Open-source PostgreSQL extension adding vector data types and similarity search operators — enabling APAC engineering teams to store, index, and query text embeddings in existing Postgres databases for semantic search and RAG applications, without provisioning or operating a separate vector database alongside application data.

AIMenta verdict
Recommended
5/5

"PostgreSQL vector similarity extension — store embeddings in existing APAC Postgres databases and run semantic search without a separate vector store.
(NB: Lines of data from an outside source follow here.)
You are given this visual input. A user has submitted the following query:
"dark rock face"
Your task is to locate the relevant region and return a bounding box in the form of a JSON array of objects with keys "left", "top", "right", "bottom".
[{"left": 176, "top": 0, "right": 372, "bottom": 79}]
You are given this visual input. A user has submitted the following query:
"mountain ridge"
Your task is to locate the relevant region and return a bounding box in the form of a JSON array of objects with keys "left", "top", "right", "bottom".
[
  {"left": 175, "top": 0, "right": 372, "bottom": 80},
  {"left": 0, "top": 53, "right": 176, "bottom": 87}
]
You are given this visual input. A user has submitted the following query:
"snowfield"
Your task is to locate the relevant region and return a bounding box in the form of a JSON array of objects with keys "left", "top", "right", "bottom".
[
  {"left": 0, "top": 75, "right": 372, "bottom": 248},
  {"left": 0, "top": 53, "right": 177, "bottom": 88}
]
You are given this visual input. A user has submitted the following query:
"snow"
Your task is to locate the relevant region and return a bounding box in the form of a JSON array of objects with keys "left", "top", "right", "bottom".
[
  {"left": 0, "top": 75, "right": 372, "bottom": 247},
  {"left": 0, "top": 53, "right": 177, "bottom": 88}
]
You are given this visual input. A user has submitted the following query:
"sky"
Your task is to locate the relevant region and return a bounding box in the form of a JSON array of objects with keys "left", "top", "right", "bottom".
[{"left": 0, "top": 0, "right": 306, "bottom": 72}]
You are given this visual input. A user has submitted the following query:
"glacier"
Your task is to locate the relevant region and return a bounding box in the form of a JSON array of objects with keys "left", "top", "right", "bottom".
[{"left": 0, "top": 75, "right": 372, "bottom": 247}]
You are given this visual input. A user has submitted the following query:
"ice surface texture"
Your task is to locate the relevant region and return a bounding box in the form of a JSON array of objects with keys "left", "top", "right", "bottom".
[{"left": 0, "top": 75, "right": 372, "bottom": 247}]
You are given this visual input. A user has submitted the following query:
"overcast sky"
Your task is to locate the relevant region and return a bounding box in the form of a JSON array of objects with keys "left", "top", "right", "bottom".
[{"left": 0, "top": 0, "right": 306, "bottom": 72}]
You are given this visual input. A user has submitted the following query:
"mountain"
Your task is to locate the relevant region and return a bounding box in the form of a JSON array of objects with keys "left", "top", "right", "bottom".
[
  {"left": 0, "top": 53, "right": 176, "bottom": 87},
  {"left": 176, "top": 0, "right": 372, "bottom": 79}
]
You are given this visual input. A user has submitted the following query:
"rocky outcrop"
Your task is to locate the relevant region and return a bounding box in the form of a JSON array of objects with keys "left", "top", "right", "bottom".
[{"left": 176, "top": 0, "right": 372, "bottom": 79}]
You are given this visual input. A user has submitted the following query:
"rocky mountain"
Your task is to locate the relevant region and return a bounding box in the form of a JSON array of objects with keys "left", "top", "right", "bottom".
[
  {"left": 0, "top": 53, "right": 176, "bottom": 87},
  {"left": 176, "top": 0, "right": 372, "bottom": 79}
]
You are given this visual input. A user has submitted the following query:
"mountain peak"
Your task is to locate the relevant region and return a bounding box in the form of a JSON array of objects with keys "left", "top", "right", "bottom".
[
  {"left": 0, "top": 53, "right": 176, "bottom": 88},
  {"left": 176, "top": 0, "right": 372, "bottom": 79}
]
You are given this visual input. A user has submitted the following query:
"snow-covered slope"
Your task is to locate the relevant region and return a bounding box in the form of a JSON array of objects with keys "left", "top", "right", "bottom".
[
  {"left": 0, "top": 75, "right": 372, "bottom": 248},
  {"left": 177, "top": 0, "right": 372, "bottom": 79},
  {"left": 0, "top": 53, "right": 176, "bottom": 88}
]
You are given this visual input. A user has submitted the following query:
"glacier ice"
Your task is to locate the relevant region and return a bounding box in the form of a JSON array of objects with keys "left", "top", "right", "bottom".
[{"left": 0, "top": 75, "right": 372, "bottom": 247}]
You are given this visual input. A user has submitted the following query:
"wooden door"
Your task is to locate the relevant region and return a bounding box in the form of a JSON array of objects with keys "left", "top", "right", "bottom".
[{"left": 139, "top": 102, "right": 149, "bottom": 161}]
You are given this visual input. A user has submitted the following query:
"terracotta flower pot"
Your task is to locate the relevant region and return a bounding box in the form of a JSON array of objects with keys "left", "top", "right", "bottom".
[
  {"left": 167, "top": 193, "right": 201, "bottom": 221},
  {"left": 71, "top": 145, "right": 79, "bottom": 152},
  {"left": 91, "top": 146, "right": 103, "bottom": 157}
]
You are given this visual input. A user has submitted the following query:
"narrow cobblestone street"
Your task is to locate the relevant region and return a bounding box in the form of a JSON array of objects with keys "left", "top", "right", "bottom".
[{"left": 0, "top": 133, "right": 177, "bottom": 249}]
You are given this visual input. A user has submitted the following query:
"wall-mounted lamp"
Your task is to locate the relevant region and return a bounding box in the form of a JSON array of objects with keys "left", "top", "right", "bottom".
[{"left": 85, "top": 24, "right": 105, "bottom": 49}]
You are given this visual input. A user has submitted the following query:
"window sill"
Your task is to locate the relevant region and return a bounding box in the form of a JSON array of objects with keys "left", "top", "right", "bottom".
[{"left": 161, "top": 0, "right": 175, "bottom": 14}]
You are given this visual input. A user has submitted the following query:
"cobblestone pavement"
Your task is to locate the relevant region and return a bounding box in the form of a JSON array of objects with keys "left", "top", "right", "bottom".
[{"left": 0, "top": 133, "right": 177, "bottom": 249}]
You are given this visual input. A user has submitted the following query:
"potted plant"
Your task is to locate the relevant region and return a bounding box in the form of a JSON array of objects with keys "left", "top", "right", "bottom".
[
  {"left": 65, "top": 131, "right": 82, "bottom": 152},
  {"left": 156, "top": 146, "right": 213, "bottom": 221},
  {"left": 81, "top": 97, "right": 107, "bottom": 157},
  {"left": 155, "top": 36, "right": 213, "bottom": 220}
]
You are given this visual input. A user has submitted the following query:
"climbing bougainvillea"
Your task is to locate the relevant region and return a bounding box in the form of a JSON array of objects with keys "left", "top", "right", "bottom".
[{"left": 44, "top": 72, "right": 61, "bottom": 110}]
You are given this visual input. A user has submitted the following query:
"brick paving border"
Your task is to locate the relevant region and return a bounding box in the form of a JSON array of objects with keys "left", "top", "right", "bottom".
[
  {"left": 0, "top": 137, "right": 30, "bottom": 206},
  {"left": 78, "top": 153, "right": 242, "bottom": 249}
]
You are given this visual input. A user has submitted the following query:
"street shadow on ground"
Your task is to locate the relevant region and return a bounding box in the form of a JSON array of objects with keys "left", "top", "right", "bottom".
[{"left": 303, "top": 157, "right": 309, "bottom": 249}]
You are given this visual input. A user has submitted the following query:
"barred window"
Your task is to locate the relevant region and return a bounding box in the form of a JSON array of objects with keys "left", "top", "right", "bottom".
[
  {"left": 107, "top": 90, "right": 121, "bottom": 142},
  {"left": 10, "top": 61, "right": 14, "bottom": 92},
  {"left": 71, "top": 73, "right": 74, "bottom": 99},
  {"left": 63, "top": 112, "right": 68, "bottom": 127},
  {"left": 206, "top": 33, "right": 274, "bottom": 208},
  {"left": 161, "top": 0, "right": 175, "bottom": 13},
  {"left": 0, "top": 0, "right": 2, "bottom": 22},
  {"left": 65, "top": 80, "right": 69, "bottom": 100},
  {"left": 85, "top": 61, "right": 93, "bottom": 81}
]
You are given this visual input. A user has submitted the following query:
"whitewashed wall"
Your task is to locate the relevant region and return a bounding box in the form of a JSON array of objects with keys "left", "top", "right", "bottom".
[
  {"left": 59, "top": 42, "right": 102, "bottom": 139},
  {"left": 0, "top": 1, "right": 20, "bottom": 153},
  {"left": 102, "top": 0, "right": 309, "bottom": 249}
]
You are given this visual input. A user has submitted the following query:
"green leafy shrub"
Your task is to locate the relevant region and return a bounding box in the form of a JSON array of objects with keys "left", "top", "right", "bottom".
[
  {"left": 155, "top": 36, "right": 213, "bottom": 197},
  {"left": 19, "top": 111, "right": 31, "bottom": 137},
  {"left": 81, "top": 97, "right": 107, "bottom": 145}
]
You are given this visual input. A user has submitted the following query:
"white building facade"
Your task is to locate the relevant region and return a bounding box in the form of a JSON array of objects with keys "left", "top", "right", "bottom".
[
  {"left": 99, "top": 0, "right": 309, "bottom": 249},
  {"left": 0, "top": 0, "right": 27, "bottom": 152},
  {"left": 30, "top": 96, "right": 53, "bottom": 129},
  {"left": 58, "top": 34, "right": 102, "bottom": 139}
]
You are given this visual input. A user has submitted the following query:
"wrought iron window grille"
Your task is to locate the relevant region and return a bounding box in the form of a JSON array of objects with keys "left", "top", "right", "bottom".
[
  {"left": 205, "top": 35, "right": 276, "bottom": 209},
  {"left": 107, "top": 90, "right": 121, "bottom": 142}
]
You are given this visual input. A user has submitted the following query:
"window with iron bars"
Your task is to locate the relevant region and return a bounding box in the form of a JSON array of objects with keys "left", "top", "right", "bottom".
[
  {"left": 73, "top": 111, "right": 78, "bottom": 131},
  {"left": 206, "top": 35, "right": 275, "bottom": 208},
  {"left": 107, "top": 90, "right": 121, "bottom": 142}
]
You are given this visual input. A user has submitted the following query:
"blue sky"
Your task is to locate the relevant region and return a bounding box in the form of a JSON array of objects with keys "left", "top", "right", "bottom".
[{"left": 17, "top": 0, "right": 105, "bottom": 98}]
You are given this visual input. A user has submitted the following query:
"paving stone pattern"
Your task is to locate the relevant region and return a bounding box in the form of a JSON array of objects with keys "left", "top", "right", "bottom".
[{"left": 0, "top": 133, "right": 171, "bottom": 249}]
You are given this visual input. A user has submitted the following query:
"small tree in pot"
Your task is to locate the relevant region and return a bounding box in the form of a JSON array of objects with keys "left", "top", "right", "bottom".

Best for APAC teams building RAG on existing Postgres at small-to-medium scale where operational simplicity matters."

Features
6
Use cases
3
Watch outs
3
What it does

Key features

  • Native Postgres integration — vector columns in existing APAC application tables
  • HNSW and IVFFlat indexes — approximate nearest neighbor for APAC embedding search
  • Cosine similarity, L2, and inner product distance operators for APAC queries
  • SQL join compatibility — combine APAC vector search with relational filters
  • Managed service support — AWS RDS, Google Cloud SQL, Azure, Supabase for APAC teams
  • pgvector 0.7+ half-precision and binary vectors for APAC memory efficiency
When to reach for it

Best for

  • APAC engineering teams with existing PostgreSQL infrastructure who want to add semantic search and RAG without provisioning a separate vector database — pgvector adds vector capability to the APAC database they already operate
  • APAC applications requiring vector search combined with relational filtering — SQL joins between APAC embedding results and application tables (filter by user, date, category) are native in pgvector without cross-service data movement
  • APAC RAG applications at small-to-medium scale (under 10 million vectors) where the operational simplicity of a single APAC database outweighs the performance advantages of specialized vector databases
Don't get burned

Limitations to know

  • ! Performance ceiling for large APAC vector collections — pgvector query performance degrades significantly above 50-100 million vectors; APAC applications at that scale should evaluate dedicated vector databases (Qdrant, Milvus, Weaviate)
  • ! Index build time for large APAC datasets — building HNSW indexes over millions of APAC vectors is time-consuming and memory-intensive; APAC teams should plan index builds during low-traffic windows
  • ! No built-in embedding generation — pgvector stores and queries vectors but does not generate APAC embeddings; APAC engineering teams must handle embedding generation separately (OpenAI, Cohere, local models via Ollama)
Context

About pgvector

pgvector is a PostgreSQL extension that adds a `vector` data type and similarity search operators to PostgreSQL — enabling APAC engineering teams to store machine learning embeddings as vector columns in standard Postgres tables and query them with cosine similarity, L2 distance, or inner product operators, treating vector search as a first-class SQL query alongside relational APAC data.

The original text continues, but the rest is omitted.